4.3. Uit vaste rechtspraak van de Raad (zie onder meer de uitspraak van 6 maart 2001, LJN AB1736) volgt dat bij het beantwoorden van de vraag of een zelfstandige in zijn bedrijf arbeid heeft verricht, tot uitgangspunt dient te worden genomen de in het kader van de fiscale wetgeving gemaakte keuze van betrokkene. De door betrokkene
- overeenkomstig de door hem gemaakte fiscale keuze - in het kader van de inkomstenbelasting aangegeven inkomsten dienen in beginsel als inkomsten uit arbeid te worden beschouwd. Dit is slechts anders indien sprake is van zodanige bijzondere omstandigheden dat de fiscale keuze bij de toepassing van artikel 58 van de WAZ niet tot uitgangspunt kan worden genomen.
4.4. De Raad is van oordeel dat in het onderhavige geval geen sprake is van bijzondere omstandigheden in vorenbedoelde zin. De situatie in 2006 verschilt wezenlijk van die in 2004 en 2005, omdat in 2006 een nieuwe vennoot tot het Garagebedrijf is toegetreden en in de akte van wijziging is opgenomen dat aan appellant geen winstaandeel meer wordt uitbetaald. De Raad verwijst in dit verband naar het rapport van de bezwaararbeidsdeskundige van 10 februari 2009. Dat de gezondheidssituatie van appellant in het geheel geen werkzaamheden toelaat blijkt niet uit de medische stukken: appellant wordt in staat geacht tot lichte fysieke arbeid zonder veelvuldige deadlines en zonder verhoogd persoonlijk risico gedurende gemiddeld 4 uren per dag.
4.5 Wat betreft het beroep van appellant op het rechtszekerheids- en het vertrouwensbeginsel sluit de Raad zich aan bij hetgeen de rechtbank ter zake in rechtsoverwegingen 11 en 12 heeft overwogen.

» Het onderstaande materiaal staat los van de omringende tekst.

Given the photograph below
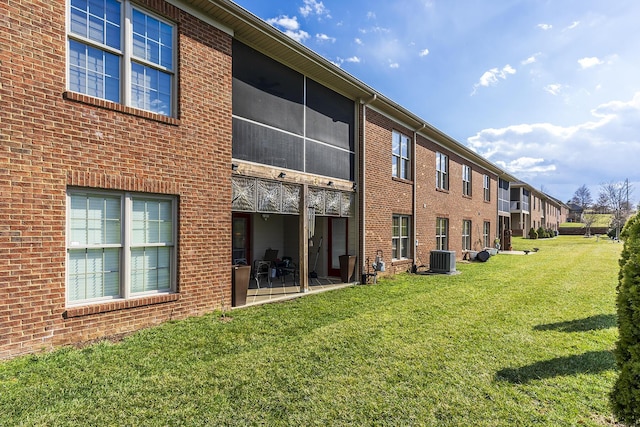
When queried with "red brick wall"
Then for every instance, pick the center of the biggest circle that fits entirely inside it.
(50, 140)
(386, 196)
(452, 204)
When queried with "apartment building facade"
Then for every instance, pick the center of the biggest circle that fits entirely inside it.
(148, 145)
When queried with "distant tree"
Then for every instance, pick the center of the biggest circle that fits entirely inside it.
(582, 197)
(615, 195)
(601, 205)
(625, 396)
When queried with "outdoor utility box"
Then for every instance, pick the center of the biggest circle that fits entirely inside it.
(442, 261)
(347, 268)
(240, 275)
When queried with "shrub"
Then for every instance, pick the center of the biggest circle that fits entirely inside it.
(625, 396)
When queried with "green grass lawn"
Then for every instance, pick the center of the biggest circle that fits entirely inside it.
(601, 220)
(516, 341)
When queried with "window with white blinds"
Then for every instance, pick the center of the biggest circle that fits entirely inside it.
(119, 245)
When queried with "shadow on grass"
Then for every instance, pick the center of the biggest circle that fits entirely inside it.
(601, 321)
(588, 363)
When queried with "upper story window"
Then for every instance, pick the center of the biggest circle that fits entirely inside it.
(487, 188)
(503, 195)
(122, 54)
(466, 180)
(442, 171)
(466, 235)
(400, 160)
(400, 239)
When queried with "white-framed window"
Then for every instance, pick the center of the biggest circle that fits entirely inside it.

4.6. Met betrekking tot de terugvordering kan de Raad zich ook geheel vinden in hetgeen de rechtbank daaromtrent heeft geoordeeld.
5. Het hoger beroep slaagt dus niet.
6. Voor een proceskostenveroordeling bestaat geen aanleiding.
De Centrale Raad van Beroep,
Bevestigt de aangevallen uitspraak.
Deze uitspraak is gedaan door J. Brand als voorzitter en en I.M.J. Hilhorst-Hagen en B. Barentsen als leden, in tegenwoordigheid van R.L. Rijnen als griffier. De beslissing is uitgesproken in het openbaar op 24 juni 2011.